Artificial intelligence (AI) can help to simplify workflow in the managed care pharmacy setting, according to a session at the Academy of Managed Care Pharmacy’s Nexus 2023 conference.
Jessica Hatton, PharmD, BCACP, associate vice president of Pharmacy at CareSource, and Nick Trego, PharmD, senior vice president of Clinical Analytics and Client Services at HealthPlan Data Solution, discussed AI and machine learning, the differences between them, and how managed care pharmacies can use these technologies to their advantage.
“I think most of us have experienced [voice assistants and chatbots], but they can be used in managed care, specifically in pharmacy, to answer common member questions for member engagement and customer service,” Hatton said in the session.
Further, the presenters discussed other uses that can benefit processes and adjudication claims for managed care pharmacies.
Trego started by addressing the 2 different types of AI: weak and strong. Weak AI was defined as “technology-driven intelligence trained to focus on and perform specific tasks,” including language models and global positioning system navigation. This is the present technology, whereas strong AI includes intelligence that is equal to or surpasses human intelligence, which is currently theoretical.
AI, which is a broad concept of machines that reason or act like humans, encompasses 7 different branches, including computer vision, fuzzy logic, expert systems, robotics, machine learning, neural networks and deep learning, and natural language processing, according to the panel. Trego and Hatton focused on machine learning and how it could relate to managed care pharmacy.
Machine learning encompasses supervised learning, which is when datasets are labeled to identify an existing pattern, and unsupervised learning, which identifies unknown patterns. Furthermore, there is also reinforcement learning, which is reward-based training that identifies the best paths or selections. Machine learning is a type of AI that can extract knowledge from data and learn from it.
Hatton said the AI and machine learning can be applied to the managed care pharmacy, specifically in contract reading and interpretation. She said that contracts are typically very complex and long, containing many amendments.
Currently, the review is manual; however, AI can simplify this process. It can expedite a contract review within minutes compared to days or even weeks when manually reviewed, according to Trego. AI can also be trained to look for specific concepts, such as specialty pricing and generic brand pricing. Furthermore, everything can be housed in single location and organized by date and type, instead of various folders on a computer to simplify finding documents and amendments quicker.
Another process that AI can assist with is monitoring pharmacy claims. Hatton noted that a significant challenge for pharmacies is the amount of claims they receive. There could be hundreds to thousands of claims, and sometimes up to 1 million claims per month, with hundreds of possible fields, according to the panel.
Trego said that AI learning can rapidly re-adjudicate and look at 100% of pharmacy claims in a single system. He said that you are rebuilding the pharmacy benefit through machine learning to help identify claims quickly and review them.
“AI can work in real time kind of behind the scenes there to make sure that if there is an error, it’s caught very quickly and avoid repeating unintentional or costly errors in making major changes based on what AI is able to find for you,” Trego said in the session.
He added that another way to help with claims is training AI to identify fraud, waste, and abuse. AI can learn to rule out provider types or prescription types and look at other prescriptions in the same strengths or in the same medications. It can also identify drug-drug interaction trends as they occur in real-time, instead of retrospectively.
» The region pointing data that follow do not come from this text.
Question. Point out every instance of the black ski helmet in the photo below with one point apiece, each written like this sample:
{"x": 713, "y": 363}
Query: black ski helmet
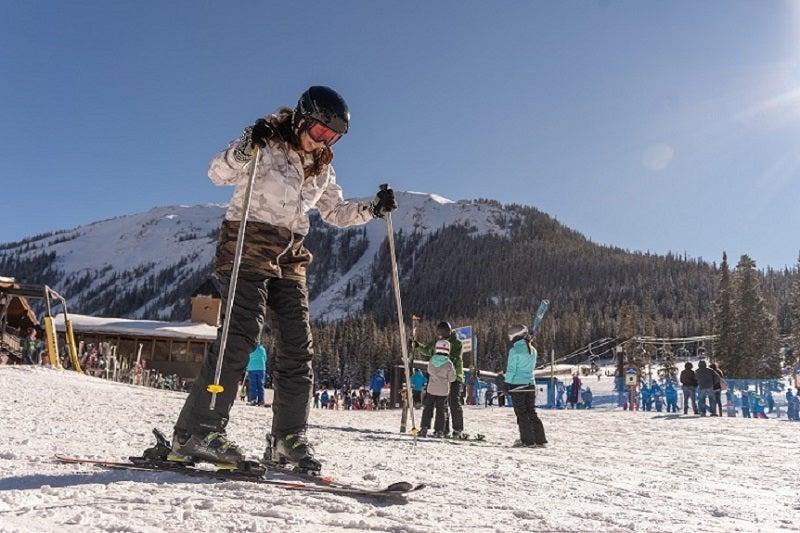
{"x": 324, "y": 105}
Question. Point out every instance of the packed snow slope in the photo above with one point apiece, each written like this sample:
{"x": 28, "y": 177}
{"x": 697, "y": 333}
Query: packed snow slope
{"x": 146, "y": 264}
{"x": 604, "y": 470}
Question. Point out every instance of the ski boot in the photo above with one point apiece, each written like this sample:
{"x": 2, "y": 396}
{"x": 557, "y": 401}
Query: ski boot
{"x": 213, "y": 448}
{"x": 293, "y": 449}
{"x": 519, "y": 444}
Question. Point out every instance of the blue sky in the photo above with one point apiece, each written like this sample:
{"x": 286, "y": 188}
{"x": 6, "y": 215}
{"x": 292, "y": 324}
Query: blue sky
{"x": 650, "y": 125}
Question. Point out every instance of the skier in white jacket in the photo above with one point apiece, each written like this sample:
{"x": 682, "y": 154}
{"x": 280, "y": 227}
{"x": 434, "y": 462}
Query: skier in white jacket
{"x": 294, "y": 175}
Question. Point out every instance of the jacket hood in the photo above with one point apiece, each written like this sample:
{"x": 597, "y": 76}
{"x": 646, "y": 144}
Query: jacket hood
{"x": 439, "y": 360}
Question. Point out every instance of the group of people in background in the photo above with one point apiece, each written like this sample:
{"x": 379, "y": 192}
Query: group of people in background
{"x": 706, "y": 391}
{"x": 348, "y": 399}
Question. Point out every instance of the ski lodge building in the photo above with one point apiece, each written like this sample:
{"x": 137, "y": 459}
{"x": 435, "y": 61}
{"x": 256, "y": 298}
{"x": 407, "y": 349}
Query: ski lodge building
{"x": 169, "y": 347}
{"x": 16, "y": 316}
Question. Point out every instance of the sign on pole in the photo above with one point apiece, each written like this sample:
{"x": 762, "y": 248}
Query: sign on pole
{"x": 464, "y": 334}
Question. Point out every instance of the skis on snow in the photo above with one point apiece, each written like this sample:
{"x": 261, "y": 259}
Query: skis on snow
{"x": 273, "y": 474}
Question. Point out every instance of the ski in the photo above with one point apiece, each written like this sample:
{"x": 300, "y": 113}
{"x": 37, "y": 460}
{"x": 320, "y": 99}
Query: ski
{"x": 471, "y": 441}
{"x": 544, "y": 305}
{"x": 252, "y": 474}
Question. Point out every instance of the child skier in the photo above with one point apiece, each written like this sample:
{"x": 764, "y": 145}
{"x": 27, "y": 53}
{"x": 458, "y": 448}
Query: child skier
{"x": 442, "y": 373}
{"x": 294, "y": 175}
{"x": 521, "y": 384}
{"x": 256, "y": 369}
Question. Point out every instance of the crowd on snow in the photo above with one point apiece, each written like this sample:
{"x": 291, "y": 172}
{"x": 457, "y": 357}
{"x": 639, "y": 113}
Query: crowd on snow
{"x": 98, "y": 360}
{"x": 708, "y": 393}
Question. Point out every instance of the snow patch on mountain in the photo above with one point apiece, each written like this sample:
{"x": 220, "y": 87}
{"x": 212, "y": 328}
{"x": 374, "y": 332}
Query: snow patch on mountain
{"x": 417, "y": 213}
{"x": 168, "y": 245}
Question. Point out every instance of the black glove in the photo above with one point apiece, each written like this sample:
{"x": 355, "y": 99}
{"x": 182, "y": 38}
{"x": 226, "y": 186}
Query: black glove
{"x": 261, "y": 133}
{"x": 384, "y": 202}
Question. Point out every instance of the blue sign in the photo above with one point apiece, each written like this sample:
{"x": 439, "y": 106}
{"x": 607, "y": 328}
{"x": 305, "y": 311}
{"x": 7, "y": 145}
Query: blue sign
{"x": 464, "y": 334}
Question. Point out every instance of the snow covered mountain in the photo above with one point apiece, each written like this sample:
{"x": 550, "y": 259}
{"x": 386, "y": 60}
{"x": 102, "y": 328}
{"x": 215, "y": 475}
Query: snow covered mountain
{"x": 145, "y": 265}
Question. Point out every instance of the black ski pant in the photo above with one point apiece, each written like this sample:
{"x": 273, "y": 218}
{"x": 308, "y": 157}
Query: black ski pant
{"x": 286, "y": 302}
{"x": 417, "y": 397}
{"x": 454, "y": 400}
{"x": 431, "y": 402}
{"x": 531, "y": 429}
{"x": 689, "y": 394}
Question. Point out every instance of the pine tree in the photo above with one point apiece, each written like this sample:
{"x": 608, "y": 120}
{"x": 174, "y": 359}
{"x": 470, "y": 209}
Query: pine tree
{"x": 724, "y": 346}
{"x": 794, "y": 306}
{"x": 755, "y": 328}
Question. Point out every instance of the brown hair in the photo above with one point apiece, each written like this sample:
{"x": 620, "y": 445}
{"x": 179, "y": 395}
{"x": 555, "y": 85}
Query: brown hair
{"x": 284, "y": 122}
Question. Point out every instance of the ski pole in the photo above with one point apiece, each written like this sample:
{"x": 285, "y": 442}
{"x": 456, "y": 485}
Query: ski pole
{"x": 396, "y": 284}
{"x": 215, "y": 388}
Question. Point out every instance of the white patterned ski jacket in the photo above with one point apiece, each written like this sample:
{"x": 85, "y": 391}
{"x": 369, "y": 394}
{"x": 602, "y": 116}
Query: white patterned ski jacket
{"x": 281, "y": 199}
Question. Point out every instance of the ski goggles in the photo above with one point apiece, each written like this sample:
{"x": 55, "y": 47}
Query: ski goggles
{"x": 322, "y": 133}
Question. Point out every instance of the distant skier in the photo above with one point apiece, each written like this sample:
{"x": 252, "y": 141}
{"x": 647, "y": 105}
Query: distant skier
{"x": 294, "y": 175}
{"x": 418, "y": 381}
{"x": 745, "y": 399}
{"x": 444, "y": 331}
{"x": 719, "y": 385}
{"x": 671, "y": 395}
{"x": 587, "y": 397}
{"x": 442, "y": 373}
{"x": 256, "y": 369}
{"x": 647, "y": 399}
{"x": 500, "y": 385}
{"x": 522, "y": 387}
{"x": 324, "y": 399}
{"x": 575, "y": 392}
{"x": 689, "y": 386}
{"x": 707, "y": 379}
{"x": 376, "y": 386}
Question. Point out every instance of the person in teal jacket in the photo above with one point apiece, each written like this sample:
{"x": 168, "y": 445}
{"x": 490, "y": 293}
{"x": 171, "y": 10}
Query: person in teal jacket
{"x": 522, "y": 387}
{"x": 418, "y": 381}
{"x": 256, "y": 370}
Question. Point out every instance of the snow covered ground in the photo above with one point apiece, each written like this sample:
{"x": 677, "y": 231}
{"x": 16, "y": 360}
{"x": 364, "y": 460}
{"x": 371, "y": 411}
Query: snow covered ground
{"x": 604, "y": 470}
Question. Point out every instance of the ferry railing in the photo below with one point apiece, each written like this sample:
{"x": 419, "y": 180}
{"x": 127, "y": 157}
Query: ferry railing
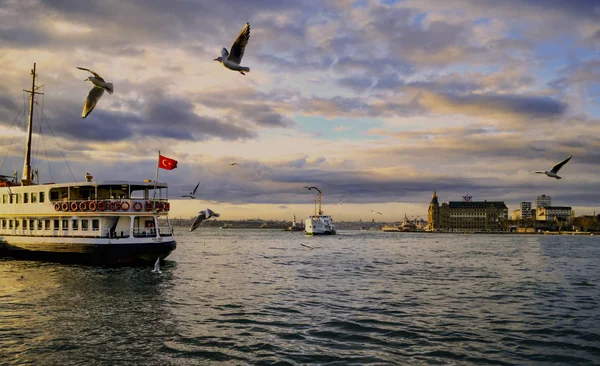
{"x": 165, "y": 231}
{"x": 115, "y": 205}
{"x": 144, "y": 232}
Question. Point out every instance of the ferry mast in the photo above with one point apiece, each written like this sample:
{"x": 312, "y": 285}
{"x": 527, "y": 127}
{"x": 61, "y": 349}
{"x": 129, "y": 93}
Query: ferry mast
{"x": 27, "y": 178}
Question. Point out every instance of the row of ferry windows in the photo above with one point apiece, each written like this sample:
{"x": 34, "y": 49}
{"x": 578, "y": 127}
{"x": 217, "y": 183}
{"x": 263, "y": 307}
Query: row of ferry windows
{"x": 63, "y": 224}
{"x": 24, "y": 198}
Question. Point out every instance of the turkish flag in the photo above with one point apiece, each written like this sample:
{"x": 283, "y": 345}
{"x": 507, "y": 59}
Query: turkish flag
{"x": 166, "y": 163}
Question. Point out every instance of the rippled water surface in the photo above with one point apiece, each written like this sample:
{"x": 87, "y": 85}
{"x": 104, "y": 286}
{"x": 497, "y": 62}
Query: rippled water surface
{"x": 260, "y": 297}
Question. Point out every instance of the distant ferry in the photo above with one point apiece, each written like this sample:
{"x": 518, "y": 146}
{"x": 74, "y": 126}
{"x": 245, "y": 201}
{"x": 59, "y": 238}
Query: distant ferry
{"x": 319, "y": 224}
{"x": 101, "y": 222}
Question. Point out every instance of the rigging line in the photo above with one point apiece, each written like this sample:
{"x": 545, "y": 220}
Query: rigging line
{"x": 37, "y": 148}
{"x": 12, "y": 138}
{"x": 47, "y": 158}
{"x": 61, "y": 152}
{"x": 14, "y": 120}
AI and machine learning can also help enhance predictive models, which includes combining pharmacy data with medical history, social determinants of health, and other risk factors so pharmacists can increase the quality of care for patients, while reducing financial impacts and adverse events. Furthermore, Hatton said that AI learning can be used for formulary management.
“AI and machine learning are powerful programmable tools that allow users to greatly increase productivity and performance accuracy, and honestly, just make us more efficient and look for things we may not readily see, but the computer catches on our behalf, which then [we] can double check,” Trego said in the session
Reference
Hatton J, Trego N. Can Artificial Intelligence Help Managed Care Plans Make More Sense of Their Pharmacy Data? AMCP Nexus. Orlando, Florida. October 17, 2023. Accessed October 17, 2023.